Few people dream of working hard for a paycheck until they drop dead. Instead, most hope to one day be able to slip away from the workforce and enjoy their golden years with some form of financial security. Yet many adults are far away from the goal of having enough money to sustain them when the time comes to retire. Demographically, women are the most vulnerable to economic troubles for a wide range of reasons which is why the author has written this helpful guide primarily for them. However, most of the excellent advice Dinkins offers applies to anyone who wishes to tame the money monster in their lives and adequately prepare for the future.

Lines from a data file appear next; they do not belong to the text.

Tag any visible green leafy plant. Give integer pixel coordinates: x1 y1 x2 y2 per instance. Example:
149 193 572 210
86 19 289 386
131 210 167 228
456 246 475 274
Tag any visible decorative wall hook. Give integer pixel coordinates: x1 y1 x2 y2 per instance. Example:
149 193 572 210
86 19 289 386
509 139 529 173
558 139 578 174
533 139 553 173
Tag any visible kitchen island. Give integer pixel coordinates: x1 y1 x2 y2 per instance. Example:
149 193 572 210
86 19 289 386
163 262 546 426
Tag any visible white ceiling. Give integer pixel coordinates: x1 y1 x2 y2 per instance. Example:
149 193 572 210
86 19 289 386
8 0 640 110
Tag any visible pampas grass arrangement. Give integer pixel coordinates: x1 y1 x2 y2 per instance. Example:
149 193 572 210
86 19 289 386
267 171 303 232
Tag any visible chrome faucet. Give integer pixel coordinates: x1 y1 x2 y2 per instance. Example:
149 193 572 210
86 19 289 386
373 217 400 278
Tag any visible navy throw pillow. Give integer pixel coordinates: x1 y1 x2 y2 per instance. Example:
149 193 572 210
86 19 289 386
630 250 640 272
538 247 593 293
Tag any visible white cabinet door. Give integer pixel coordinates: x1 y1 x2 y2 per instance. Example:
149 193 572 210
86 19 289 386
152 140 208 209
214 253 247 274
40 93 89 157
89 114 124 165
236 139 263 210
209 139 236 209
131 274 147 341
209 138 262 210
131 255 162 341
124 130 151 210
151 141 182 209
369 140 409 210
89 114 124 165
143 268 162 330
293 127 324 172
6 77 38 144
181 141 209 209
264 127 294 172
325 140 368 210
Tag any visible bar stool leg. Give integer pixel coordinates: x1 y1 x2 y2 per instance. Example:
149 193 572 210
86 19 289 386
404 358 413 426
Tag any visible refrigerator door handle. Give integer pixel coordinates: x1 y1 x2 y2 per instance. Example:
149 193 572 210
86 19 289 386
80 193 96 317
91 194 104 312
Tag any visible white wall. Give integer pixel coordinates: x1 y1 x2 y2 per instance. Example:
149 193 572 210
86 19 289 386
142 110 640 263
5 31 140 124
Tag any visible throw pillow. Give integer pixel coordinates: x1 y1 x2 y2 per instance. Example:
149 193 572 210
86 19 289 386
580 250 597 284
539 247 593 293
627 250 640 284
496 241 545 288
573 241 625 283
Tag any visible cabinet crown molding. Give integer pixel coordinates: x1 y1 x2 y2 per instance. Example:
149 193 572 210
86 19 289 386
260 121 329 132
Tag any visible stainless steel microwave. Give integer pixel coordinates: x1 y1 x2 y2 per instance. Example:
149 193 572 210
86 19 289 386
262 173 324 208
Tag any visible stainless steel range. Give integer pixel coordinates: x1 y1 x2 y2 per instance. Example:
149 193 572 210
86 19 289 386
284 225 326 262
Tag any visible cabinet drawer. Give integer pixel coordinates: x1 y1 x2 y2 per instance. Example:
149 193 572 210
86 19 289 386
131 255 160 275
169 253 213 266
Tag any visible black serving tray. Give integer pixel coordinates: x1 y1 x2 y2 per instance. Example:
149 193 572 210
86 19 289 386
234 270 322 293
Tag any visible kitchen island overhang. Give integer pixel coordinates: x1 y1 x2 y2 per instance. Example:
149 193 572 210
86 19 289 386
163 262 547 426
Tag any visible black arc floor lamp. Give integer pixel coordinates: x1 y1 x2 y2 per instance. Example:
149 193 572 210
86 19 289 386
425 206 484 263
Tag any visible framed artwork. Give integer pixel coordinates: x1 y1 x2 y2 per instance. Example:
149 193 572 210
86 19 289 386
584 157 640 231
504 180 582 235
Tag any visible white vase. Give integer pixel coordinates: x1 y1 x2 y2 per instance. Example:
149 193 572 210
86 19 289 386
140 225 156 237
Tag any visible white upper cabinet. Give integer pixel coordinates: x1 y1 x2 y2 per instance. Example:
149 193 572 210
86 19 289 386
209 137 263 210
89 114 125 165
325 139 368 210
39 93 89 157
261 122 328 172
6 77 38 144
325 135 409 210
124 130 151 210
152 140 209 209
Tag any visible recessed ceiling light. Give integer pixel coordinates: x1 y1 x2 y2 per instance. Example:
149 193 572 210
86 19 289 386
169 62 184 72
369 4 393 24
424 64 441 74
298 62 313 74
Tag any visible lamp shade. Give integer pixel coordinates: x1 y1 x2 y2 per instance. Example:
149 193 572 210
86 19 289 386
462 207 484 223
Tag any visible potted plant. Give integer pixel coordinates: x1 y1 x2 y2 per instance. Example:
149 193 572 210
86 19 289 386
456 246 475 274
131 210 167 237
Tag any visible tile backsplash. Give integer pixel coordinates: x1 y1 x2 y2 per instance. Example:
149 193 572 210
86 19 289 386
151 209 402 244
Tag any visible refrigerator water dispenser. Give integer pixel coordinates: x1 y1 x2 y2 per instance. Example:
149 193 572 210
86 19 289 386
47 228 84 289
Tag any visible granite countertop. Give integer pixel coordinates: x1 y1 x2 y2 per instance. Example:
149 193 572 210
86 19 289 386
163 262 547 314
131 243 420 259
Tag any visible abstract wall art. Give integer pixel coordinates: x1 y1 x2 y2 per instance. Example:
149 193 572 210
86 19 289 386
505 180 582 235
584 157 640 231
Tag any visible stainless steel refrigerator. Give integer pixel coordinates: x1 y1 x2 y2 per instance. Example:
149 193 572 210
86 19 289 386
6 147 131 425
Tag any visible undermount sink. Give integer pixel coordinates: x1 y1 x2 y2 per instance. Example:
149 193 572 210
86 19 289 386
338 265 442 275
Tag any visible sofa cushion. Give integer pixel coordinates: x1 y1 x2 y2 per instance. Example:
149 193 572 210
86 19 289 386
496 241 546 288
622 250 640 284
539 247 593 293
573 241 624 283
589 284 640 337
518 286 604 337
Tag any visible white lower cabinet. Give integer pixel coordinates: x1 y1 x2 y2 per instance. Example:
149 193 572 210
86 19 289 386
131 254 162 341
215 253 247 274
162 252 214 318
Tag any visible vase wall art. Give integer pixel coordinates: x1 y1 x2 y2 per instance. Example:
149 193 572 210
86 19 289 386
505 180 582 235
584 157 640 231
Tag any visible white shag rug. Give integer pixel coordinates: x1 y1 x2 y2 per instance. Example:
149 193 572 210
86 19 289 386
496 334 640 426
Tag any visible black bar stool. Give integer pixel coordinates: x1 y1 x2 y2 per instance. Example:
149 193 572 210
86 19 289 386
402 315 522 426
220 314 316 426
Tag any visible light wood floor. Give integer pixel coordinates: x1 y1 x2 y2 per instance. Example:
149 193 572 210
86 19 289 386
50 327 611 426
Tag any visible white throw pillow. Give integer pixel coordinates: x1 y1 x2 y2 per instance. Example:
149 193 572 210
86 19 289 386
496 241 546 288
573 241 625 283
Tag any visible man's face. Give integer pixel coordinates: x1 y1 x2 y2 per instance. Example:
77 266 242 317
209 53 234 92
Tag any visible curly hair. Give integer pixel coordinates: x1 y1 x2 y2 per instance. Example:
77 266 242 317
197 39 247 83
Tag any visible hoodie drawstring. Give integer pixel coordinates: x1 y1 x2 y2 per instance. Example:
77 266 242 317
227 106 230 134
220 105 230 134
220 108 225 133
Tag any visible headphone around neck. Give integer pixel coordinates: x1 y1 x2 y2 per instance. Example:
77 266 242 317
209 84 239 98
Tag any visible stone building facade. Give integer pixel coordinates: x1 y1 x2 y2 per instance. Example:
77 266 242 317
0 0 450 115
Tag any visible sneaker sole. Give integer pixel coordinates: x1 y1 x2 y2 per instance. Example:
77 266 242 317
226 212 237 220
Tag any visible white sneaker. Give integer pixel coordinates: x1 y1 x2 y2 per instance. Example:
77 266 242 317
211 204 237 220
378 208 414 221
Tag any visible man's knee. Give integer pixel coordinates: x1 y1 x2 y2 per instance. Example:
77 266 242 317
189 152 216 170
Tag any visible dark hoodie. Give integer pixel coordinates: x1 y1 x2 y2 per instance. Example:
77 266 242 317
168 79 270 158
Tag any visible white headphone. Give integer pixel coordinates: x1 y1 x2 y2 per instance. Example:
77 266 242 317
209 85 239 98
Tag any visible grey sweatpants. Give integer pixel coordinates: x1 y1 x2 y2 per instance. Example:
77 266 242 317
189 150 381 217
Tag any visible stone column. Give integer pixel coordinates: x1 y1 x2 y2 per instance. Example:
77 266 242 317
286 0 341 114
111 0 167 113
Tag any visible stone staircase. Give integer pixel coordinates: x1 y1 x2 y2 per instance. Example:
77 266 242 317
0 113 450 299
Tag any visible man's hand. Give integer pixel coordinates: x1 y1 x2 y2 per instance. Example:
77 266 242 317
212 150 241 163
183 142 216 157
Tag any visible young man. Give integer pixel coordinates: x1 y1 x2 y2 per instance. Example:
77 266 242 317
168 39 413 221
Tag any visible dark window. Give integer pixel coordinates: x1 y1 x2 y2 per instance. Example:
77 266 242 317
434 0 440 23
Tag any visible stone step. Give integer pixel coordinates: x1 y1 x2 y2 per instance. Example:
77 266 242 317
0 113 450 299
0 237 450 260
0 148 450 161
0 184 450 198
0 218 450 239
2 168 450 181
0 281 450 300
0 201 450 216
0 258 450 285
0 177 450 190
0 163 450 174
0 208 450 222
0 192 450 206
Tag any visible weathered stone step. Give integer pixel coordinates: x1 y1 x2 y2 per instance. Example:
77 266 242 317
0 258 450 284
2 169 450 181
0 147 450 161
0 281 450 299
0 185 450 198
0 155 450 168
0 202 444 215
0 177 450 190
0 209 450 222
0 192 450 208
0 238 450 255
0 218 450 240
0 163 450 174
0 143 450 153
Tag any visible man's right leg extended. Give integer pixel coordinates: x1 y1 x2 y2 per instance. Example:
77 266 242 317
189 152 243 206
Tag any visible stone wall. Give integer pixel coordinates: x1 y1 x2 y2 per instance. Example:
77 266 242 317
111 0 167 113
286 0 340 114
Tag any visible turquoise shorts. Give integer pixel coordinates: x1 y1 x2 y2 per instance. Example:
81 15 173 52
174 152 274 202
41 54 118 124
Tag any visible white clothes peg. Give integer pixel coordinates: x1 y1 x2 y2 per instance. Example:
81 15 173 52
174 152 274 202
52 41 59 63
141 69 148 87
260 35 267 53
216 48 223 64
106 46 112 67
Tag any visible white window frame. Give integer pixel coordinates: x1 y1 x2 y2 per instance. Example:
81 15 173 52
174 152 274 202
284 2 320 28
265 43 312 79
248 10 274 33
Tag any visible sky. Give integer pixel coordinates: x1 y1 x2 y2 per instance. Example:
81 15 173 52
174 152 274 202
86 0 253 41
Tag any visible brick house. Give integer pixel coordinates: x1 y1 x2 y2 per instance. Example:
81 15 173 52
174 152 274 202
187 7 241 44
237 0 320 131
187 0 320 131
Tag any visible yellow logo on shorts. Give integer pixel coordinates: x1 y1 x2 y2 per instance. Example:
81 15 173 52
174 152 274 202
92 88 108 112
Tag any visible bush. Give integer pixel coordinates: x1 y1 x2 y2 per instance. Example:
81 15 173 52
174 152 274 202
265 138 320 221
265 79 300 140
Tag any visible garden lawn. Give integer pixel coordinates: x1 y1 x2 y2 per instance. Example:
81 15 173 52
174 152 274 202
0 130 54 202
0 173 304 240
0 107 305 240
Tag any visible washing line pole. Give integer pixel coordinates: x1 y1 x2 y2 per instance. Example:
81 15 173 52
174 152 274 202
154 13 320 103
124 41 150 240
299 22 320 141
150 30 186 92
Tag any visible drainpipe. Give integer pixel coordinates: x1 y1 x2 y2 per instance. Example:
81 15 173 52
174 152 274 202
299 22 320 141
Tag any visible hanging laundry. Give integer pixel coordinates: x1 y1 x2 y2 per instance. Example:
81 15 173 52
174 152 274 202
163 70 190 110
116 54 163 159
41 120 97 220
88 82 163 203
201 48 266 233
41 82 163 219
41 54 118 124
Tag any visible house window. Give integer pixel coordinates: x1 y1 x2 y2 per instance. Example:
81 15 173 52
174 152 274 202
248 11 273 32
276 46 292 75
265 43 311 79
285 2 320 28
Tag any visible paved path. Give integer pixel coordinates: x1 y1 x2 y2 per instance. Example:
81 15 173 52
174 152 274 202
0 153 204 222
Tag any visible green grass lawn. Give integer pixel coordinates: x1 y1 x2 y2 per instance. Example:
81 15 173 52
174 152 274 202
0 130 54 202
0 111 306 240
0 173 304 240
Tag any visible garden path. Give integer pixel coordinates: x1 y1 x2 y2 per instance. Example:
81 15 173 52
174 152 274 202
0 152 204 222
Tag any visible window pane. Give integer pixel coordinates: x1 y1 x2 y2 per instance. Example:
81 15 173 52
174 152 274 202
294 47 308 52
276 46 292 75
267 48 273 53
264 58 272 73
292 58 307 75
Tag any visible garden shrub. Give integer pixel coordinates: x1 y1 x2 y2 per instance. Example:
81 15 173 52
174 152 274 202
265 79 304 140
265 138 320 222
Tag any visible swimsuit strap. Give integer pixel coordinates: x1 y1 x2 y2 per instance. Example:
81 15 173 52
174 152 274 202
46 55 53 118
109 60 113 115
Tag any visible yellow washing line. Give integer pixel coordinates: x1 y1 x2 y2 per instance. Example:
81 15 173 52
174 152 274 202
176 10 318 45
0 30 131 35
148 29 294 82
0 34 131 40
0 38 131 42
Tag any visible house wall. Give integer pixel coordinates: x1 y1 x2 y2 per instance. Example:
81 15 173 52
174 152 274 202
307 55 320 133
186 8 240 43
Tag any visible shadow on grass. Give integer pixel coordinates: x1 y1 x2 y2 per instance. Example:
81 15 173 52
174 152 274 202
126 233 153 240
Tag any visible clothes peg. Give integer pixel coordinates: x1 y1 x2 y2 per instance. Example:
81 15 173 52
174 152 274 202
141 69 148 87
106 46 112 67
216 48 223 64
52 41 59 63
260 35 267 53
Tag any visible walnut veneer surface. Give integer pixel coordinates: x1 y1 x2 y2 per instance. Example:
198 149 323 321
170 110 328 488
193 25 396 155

Dinkins begins by outlining some of the unique challenges women may face over the course of their lives and then starts to detail how these can be overcome. A vital tool in the process is learning how to develop a realistic budget that is proactive rather than simply reactive. This requires an honest evaluation of how one normally spends a monthly income by tracking expenses and then making some tough decisions. For example, Dinkins shares how she discovered she was spending over $900 annually on green tea lattes at Starbucks. By investing that money at a rate of six percent she could bank over $81,000 over a 30-year period! At the heart of the book, though, is her practical system of four “money buckets” which can help make long-term financial stability a reality.

Throughout her well-written and engaging book, Dinkins uses her experience as a financial advisor to clear up monetary misconceptions and demonstrate how almost anyone with enough hard work and smart planning can retire financially secure. Invaluable and insightful, this is a guide not to be missed.

RECOMMENDED by the USR

“This is a powerful and necessary read. Terrell provides proof that with the proper combination of knowledge, guts, and desire, anyone can shift their finances from hopeless to hopeful. Here lies a fascinating and inspiring work.”

—Dennis Kimbro, Author of The Wealth Choice

One Bucket at a Time: A Woman’s Guide to Creating Wealth is the blueprint that twenty-first century women (and men) have been waiting for. No matter what generation you identify with, and no matter how different our financial concerns are, this book provides a solution in a worthwhile, short read.”

—Katerina Taylor, President & CEO, DeKalb Chamber of Commerce  

One Bucket at a Time

Terrell Dinkins

Reviewed by Diane Donovan, Senior Reviewer, Midwest Book Review

The concept of wealth building has been one typically directed toward men, but that arena is about to change as aging women realize that their lack of preparedness is about to translate to working into their seventies to meet their retirement goals.

One Bucket at a Time is thus a top recommendation for women who haven’t previously considered the opportunities involved in wealth building, and who seek a direct connection between present and future lifestyles and how to fund these goals.

Chapters focus on the author’s “bucket system” of handling and building this wealth, offering a step-by-step, progressive method of rethinking money management strategies that go beyond savings accounts and delve deeply into the various options of how to make existing and future money work well.

The key to all this lies in “creating sustainable wealth,” and the advice comes from a woman who has inherited neither wealth nor knowledge. She did enter the banking world at a young point in her career, though, and her observations of clients and their approaches contribute to an evolving sense of how wealth is accumulated and nurtured.

From common errors in logic involving the lack of a budget, to short-term thinking about goals, to paying off one’s home before retirement and not placing all one’s wealth-building income in the stock market, chapters review common pitfalls and opportunities alike and provide a road map that includes many precautions (such as taking advantage of an employer’s free programs while understanding that benefits can be left behind upon leaving that employer).

The basic premise here is that “women should be in control of their habits and behavior around money.” Women seeking the mechanics of such control will find One Bucket at a Time an accessible and informative read, filled with case history examples and clear discussions of how wealth is acquired and managed.